I'm looking for code or a product or a service to do semantic analysis of text (sentences and or paragraphs) to categorize the text by general topic, e.g.
- Finance
- Entertainment
- Technology
- Business
- Art
- etc...
I'm looking for code or a product or a service to do semantic analysis of text (sentences and or paragraphs) to categorize the text by general topic, e.g.
Would this be of any help to you?
http://en.wikipedia.org/wiki/Document%5Fclassification
It's not a finished product or service, neither code, but it describes the various algorithms that can be used for semantic analysis. Googling on a bit further, I believe that it's not really out of the laboratory yet. People are experimenting with KNN algorithms mostly, resulting in cool stuff, but not really what you need:
http://www.ebi.ac.uk/webservices/whatizit/info.jsf
But if there is some software that will do what you ask, it would be in this list:
http://www.kdnuggets.com/software/text.html
For example the LPU program, it seems to be able to learn if you feed it enough teaching documents.

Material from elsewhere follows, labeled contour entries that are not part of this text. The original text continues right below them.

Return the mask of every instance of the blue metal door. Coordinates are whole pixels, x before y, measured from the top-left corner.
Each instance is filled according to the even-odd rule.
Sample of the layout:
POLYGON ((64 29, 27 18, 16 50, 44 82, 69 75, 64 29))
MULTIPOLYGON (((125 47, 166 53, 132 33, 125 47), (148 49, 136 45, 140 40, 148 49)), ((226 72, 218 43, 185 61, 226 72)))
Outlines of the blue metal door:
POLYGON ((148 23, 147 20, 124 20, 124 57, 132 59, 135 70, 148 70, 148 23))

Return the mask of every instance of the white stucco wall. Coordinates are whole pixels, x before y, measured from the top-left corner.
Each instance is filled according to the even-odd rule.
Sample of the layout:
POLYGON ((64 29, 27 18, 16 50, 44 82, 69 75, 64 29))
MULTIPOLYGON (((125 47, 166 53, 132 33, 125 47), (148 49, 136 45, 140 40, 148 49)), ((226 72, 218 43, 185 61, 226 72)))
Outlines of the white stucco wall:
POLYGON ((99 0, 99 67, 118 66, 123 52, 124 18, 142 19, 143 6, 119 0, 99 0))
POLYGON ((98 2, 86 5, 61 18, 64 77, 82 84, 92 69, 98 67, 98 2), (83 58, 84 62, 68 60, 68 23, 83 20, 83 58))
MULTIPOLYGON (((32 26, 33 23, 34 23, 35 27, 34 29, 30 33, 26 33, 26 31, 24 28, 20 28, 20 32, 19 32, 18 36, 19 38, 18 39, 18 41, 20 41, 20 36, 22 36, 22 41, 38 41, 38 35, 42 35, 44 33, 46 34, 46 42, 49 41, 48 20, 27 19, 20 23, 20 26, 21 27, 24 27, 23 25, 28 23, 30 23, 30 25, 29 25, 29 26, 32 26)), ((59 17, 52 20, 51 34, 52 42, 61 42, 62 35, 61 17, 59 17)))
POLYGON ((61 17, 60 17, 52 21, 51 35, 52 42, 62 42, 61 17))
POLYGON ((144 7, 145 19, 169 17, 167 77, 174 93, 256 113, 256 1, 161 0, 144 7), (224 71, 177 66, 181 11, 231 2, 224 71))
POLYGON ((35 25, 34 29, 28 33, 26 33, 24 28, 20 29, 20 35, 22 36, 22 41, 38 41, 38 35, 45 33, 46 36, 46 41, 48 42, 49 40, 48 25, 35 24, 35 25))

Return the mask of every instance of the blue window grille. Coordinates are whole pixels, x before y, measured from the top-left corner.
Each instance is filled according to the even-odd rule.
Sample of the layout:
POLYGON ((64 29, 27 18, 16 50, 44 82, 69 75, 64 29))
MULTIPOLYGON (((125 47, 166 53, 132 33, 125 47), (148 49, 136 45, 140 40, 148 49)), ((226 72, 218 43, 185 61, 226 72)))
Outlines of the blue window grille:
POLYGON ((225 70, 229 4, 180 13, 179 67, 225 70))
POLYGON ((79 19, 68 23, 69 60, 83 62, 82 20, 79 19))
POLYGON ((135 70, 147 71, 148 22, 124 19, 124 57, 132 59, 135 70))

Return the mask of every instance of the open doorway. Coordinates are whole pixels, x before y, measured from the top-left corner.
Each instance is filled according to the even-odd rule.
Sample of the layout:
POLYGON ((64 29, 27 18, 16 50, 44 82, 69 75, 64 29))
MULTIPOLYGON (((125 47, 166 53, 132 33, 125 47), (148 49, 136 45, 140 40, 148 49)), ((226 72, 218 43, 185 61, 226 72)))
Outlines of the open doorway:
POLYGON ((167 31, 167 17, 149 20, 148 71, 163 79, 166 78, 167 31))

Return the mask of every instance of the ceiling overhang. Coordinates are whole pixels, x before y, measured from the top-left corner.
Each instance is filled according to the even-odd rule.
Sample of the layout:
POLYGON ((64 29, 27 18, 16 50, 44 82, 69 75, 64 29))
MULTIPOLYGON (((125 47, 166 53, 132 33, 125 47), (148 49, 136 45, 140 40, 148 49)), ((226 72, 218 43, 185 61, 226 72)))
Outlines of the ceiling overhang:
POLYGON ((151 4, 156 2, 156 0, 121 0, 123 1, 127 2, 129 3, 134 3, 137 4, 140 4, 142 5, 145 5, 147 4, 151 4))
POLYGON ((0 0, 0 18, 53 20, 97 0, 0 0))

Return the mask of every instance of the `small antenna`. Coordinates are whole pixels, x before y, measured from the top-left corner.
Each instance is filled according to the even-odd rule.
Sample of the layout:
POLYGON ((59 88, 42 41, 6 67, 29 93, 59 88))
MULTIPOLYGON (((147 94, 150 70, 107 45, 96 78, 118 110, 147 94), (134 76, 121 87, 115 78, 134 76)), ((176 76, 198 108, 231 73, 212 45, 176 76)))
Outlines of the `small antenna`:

This isn't my area, but I did once work closely to a research unit that trains people in the use of such software and works closely with commercial developers in this field. Might be worth dropping these people a line:-
If you have a bunch of examples that have already been categorised, you can use these to train a classifier. This is a very simple document classfication problem, and any suite of machine learning tools will have the algorithms and tutorials for this. For instance, check out weka: http://www.cs.waikato.ac.nz/ml/weka/
or rapidminer: http://rapid-i.com/content/blogcategory/38/69/
If your needs are limited, and you just want a simple API, you cannot go wrong with this Naive Bayes library: https://ci-bayes.dev.java.net/
Good luck!
If you're into Python/interpreted languages, check out the excellent NLTK framework at nltk.org. It has an excellent how to page and a recently published O'Reilly book.
If you're into Java and/or require a more mature but harder to grasp framework, try GATE instead.